英二が女の子と付き合うのなんて、別に構わないと思ってたのに。
あんなの、ただの強がりだったんだ…。


二人で掃除を始めると、残っていた部員も帰っていった。
二人きりで密室にいたら緊張しそうなので、早く終えようと思っていた。

だけど、英二が次から次へと他愛のない話をして、俺を笑わせたり、感心させたりするから、気がつくと1時間近くも経っていた。
慌てて、部室に鍵をかけ、二人で体育教官室へと鍵を返しに向かった。


校舎に入ると、夜の教室は真っ暗で、節電のために廊下の電気もところどころ消えていた。
さみしいような、心細いような気分になった。


6年生の教室の前を通ったとき、英二が尋ねた。

「進路調査表、国立って書いた?私立?」
「国立。
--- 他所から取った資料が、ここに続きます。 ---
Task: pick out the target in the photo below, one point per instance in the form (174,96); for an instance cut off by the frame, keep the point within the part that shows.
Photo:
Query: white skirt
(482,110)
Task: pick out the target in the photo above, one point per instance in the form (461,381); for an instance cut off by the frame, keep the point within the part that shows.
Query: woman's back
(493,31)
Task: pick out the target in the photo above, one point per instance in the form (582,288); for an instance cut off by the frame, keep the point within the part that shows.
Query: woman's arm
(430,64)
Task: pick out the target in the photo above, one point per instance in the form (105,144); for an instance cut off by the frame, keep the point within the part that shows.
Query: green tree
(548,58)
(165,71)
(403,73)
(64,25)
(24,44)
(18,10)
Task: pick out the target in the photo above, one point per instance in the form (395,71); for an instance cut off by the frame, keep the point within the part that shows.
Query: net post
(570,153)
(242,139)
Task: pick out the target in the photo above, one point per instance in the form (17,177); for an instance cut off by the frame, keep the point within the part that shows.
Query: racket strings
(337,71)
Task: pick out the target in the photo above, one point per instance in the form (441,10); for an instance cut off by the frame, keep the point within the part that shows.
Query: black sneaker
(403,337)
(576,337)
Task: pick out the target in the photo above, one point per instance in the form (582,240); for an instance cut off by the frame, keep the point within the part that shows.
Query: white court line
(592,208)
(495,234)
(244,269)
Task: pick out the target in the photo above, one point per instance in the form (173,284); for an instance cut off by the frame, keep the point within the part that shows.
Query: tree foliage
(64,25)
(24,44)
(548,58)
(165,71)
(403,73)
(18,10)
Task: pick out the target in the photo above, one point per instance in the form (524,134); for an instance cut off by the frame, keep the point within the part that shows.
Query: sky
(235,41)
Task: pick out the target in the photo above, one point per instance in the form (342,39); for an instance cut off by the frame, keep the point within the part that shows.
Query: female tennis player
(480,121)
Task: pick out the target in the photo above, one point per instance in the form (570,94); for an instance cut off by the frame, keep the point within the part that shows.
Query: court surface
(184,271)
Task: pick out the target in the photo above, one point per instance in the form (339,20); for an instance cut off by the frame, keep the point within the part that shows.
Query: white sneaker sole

できたらさ、そっちの方がいいだろ。学費がね。」
「そっか。医学部だもんなー。じゃ、来年も違うクラスだな、たぶん。」
「んー。たぶん。そうだろうな。」


「神様は、いじわるだなー…。」
英二のその言葉に、足が止まってしまった。


気がつくと、教官室の前に立った彼が、苦笑いを浮かべて俺に向かって手招きしていた。

彼は、体育教官室に自分から入るのがいやなのだ。
中等部の頃から変わっていない。
いつも、俺を先に行かせた。


早く来て、開けてよ、という意で、彼は扉を指差していた。

だから、俺は駆け出した。

暗い廊下の突き当たり、教官室から、蛍光灯のうすぼんやりとした白い光が漏れ出ていた。